EDCTP High Representative for Africa, Dr Leonardo Simão welcomed the Congolese delegation headed by the Minister of of Scientific Research, Innovation and Technology, Dr Martin Parfait Aime Coussoud-Mavoungou. After opening remarks by Dr Simão and the WHO-AFRO representative, Dr Juliet Nabyonga, the Minister opened the meeting with warm greetings from the government and people of Congo. The minister re-affirmed the Republic of Congo’s continued support for EDCTP.
Dr Leonardo Simão, EDCTP High Representative for Africa and Chair of the opening session
Policy and strategic plan
All the 17 countries responded to the questions investigating the existence of a national health policy and its dissemination, and health sector strategic plan and dissemination. All countries demonstrated the existence of both a national health sector policy and strategic plan, but one country (Nigeria) had not disseminated both documents, apparently due to lack of funds. All countries provided evidence for the existence of Research for Health (R4H) coordination and regulation mechanisms. The majority of the PS (12) reported the existence of the memorandum of understanding (MOU), between Ministry of Health (MOH) and universities conducting research, that covered development of human resources for health, providing technical advice, and undertaking R4H for MOH. MOH in 13 PSs reported the existence of MOUs with National Health Research Institutions. Several countries including: Angola, Burkina Faso, Ethiopia, Gambia, Mali, Nigeria, Tanzania and Zambia, lacked national guidelines on the development of collaboration agreements (NGCA).
Three countries (Angola, Ethiopia and Ghana) did not have a national health research policy to guide the development of NHRS; and eight countries (Angola, Congo, Ethiopia, Gabon, Ghana, Mozambique, Nigeria and Uganda) did not have health research strategic plans. Four countries (Angola, Gabon, Gambia, and Uganda) did not have a health research priority list or agenda, which may undermine alignment of the research activities with national health needs.

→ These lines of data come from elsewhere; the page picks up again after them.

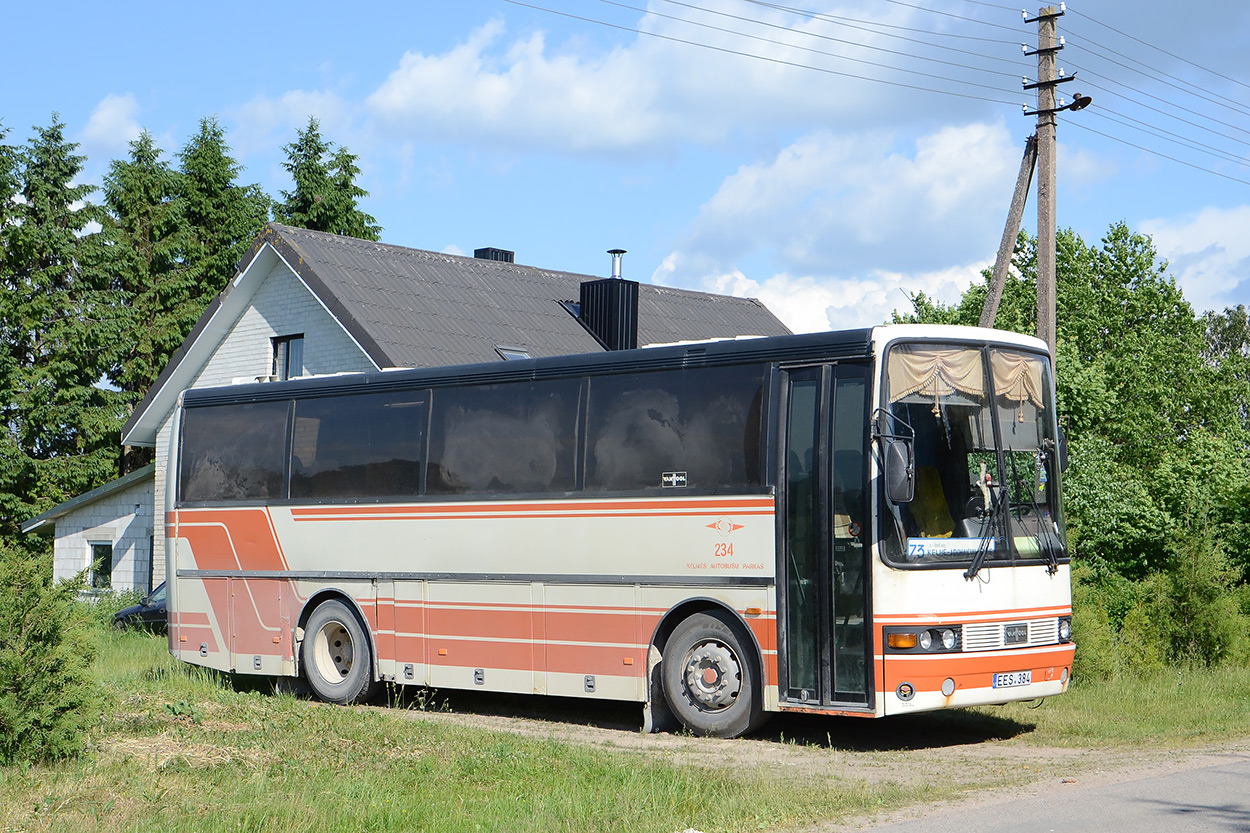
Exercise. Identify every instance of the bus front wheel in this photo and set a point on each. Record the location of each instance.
(335, 654)
(709, 677)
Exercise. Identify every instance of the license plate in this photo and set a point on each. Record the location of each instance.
(1013, 678)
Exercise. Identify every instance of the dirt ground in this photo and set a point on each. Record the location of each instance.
(989, 758)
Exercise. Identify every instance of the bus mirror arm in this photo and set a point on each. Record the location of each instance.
(900, 470)
(900, 460)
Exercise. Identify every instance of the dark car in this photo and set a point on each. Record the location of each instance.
(149, 614)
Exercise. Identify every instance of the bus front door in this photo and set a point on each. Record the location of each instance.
(823, 579)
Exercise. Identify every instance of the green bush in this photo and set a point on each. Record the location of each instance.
(48, 698)
(1196, 609)
(1091, 627)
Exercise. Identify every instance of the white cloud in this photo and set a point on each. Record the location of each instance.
(855, 224)
(854, 204)
(809, 303)
(113, 125)
(265, 123)
(1208, 253)
(651, 91)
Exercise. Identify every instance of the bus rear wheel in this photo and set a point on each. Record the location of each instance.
(710, 679)
(335, 656)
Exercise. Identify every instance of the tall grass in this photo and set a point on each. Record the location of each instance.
(181, 749)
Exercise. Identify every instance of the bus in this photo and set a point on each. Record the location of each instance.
(858, 523)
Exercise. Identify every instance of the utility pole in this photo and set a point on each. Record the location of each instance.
(1006, 248)
(1049, 43)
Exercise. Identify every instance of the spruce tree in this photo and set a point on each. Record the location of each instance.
(60, 428)
(325, 196)
(221, 215)
(141, 252)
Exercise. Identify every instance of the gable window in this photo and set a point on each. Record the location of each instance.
(288, 357)
(101, 565)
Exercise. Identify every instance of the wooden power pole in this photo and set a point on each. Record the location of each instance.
(1048, 44)
(1006, 248)
(1040, 153)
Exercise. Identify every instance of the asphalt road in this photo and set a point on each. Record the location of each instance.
(1210, 794)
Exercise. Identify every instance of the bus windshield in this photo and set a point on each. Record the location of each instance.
(986, 457)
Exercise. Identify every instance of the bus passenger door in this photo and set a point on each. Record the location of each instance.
(824, 573)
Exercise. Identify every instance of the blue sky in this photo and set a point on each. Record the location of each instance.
(729, 145)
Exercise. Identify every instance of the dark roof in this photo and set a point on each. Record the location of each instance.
(419, 309)
(409, 308)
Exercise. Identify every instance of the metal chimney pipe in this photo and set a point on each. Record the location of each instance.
(616, 262)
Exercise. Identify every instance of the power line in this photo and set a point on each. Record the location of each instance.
(950, 14)
(1155, 153)
(1166, 135)
(1226, 78)
(1171, 115)
(1015, 64)
(760, 58)
(1233, 104)
(809, 49)
(839, 19)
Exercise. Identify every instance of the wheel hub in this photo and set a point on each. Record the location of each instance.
(713, 676)
(334, 652)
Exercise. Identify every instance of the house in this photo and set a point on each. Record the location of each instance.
(306, 303)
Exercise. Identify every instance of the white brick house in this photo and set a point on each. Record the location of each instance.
(305, 303)
(108, 530)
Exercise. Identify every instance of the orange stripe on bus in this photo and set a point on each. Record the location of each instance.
(555, 505)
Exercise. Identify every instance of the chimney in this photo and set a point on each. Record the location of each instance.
(491, 253)
(609, 308)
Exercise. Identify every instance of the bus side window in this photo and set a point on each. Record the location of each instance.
(504, 439)
(358, 447)
(233, 453)
(703, 423)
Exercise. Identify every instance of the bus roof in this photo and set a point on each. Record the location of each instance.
(835, 344)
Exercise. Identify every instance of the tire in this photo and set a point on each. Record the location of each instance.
(711, 677)
(336, 657)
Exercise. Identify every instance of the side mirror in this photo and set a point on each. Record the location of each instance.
(900, 472)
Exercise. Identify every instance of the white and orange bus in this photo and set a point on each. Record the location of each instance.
(863, 522)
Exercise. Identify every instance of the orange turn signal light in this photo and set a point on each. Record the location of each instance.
(903, 641)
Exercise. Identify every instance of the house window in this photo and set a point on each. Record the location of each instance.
(510, 353)
(288, 357)
(101, 567)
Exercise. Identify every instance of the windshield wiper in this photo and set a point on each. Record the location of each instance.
(998, 514)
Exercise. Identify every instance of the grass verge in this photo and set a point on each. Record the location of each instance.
(179, 748)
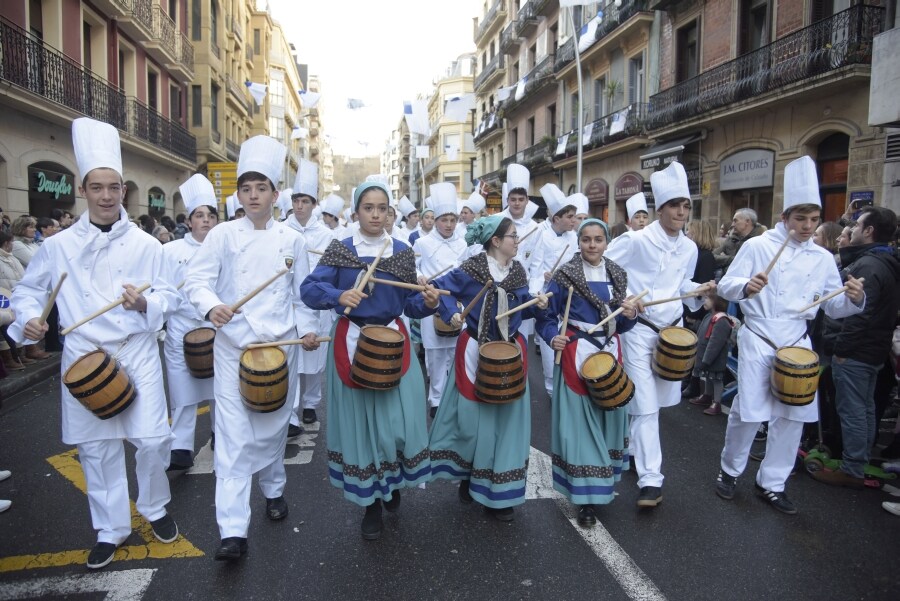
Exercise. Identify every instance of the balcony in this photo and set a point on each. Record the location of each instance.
(149, 125)
(539, 78)
(493, 16)
(613, 18)
(842, 40)
(628, 122)
(496, 66)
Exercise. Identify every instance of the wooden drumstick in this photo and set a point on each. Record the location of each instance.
(562, 328)
(286, 342)
(256, 291)
(100, 312)
(533, 301)
(370, 271)
(416, 287)
(487, 286)
(613, 315)
(49, 306)
(829, 296)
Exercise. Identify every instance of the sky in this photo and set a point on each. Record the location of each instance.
(379, 51)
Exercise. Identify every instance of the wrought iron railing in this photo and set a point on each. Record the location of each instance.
(493, 65)
(623, 123)
(840, 40)
(488, 20)
(31, 64)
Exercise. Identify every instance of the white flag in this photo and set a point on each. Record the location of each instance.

Figure 1: The existence of operational components of the NHRS functions in 17 EDCTP participating states in Africa
Legislation on R4H
Two countries (Angola and Ethiopia) did not have a law for regulating health research. Two (Angola and Congo) of the 15 PS with a law governing research did not include articles addressing research ethics concerns.
National R4H focal point (NRHFP)
Three countries (Ethiopia, Gabon and Senegal) reported the absence of a NRHFP within MOH.
National research ethics review committee (NERC)
All 17 PSs reported the existence of functional NERC.
There was a budget line for research for health in 13 PSs. There were no budget lines for Angola, Congo, Ethiopia and Gabon.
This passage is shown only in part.